Transparency International says Colombia’s fight against corruption is stagnating, after the country was ranked 78th of 178 countries in the organization’s 2010 Corruption Perceptions Index, a drop of three places from 2009.
The NGO’s index brings together a number of surveys of country experts and business leaders to provide a measure the perception of public sector corruption in each country, focusing on bribery, the payment of kickbacks, and embezzlement.
Colombia scores 3.5 in this year’s index, where 10 is “highly clean” and 0 is “highly corrupt,” a drop from its score of 3.7 in 2009. This is the lowest level since 2000, when the country scored 3.2.
In the last ten years the corruption perception score has hovered between 3.6 and 4.0, according to Transparencia por Colombia (TPC), the organization’s Colombia chapter.
TPC director Elisabeth Ungar said in a statement following the release of the report that the level of corruption in the country is critical; “It’s like having a permanent fever and not doing anything about it.”
Ungar referred to recent revelations about the alleged misallocation of government subsidies as the latest example of Colombia’s struggle with corruption.
The index “suggests that respondents perceive a high incidence of corruption in the country and a clear stagnation of efforts to combat it,” according to TPC. The branch calls on the Colombian government “to promote a public agenda to fight corruption, where social organizations, unions, political parties, media and public authorities assume their responsibility to prevent and tackle this problem.”
An anti-corruption bill proposed by President Juan Manuel Santos should only be considered as one part of the fight against corruption, according to Ungar. A more comprehensive government policy is needed, and should include instructions for civil society groups and the private sector as well as public bodies, the director says.
The 2010 index puts Barbados as the highest-ranking country in Latin America and the Caribbean, at 17th place on the overall list with a score of 7.8, followed by Chile with 7.2. Venezuela is the region’s lowest-ranked country, lower even than earthquake-hit Haiti, at 164th place on the list with a score of 2.

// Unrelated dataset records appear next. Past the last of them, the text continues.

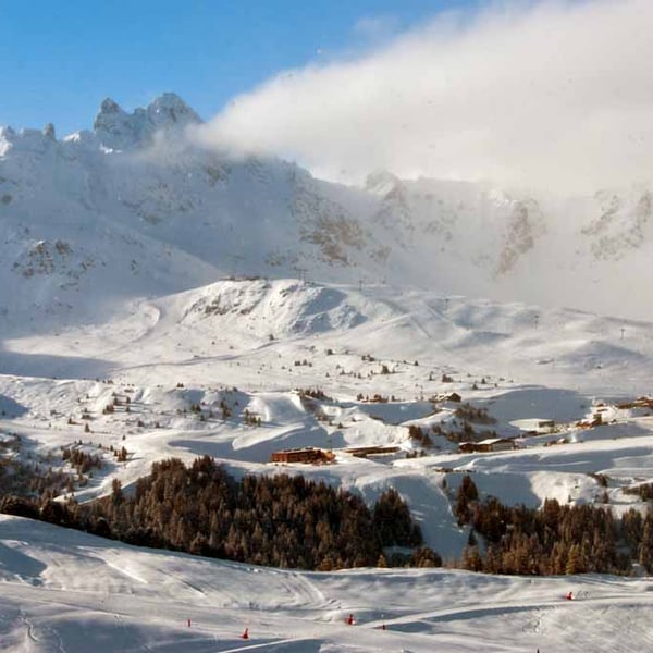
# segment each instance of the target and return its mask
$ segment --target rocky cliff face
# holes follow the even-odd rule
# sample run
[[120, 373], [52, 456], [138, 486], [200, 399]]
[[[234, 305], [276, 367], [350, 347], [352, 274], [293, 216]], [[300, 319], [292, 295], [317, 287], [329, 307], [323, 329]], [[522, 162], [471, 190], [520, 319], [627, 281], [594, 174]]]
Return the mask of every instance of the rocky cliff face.
[[208, 150], [200, 122], [165, 94], [132, 113], [107, 99], [62, 139], [0, 128], [0, 311], [95, 315], [234, 274], [551, 303], [538, 288], [641, 275], [650, 254], [648, 189], [553, 202], [384, 171], [353, 188]]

Colombia scored the same as neighboring Peru, but was ranked higher than neighboring Ecuador, which scored 2.5.
Denmark, New Zealand and Singapore jointly topped the list as the world’s least-corrupt countries, with a score of 9.3.
In last place was Somalia, with a score of 1.1.
Transparency International’s 2009 Global Corruption report concluded that the country’s “the collective reluctance to implement public and private anti-corruption measures is hurting business. In its 2007–2008 Global Competitiveness Report, the World Economic Forum found corruption to be the second most significant factor, after taxes, hampering business in Colombia.”
This year’s index is however a dramatic improvement from 1998, when Colombia scored only 2.2.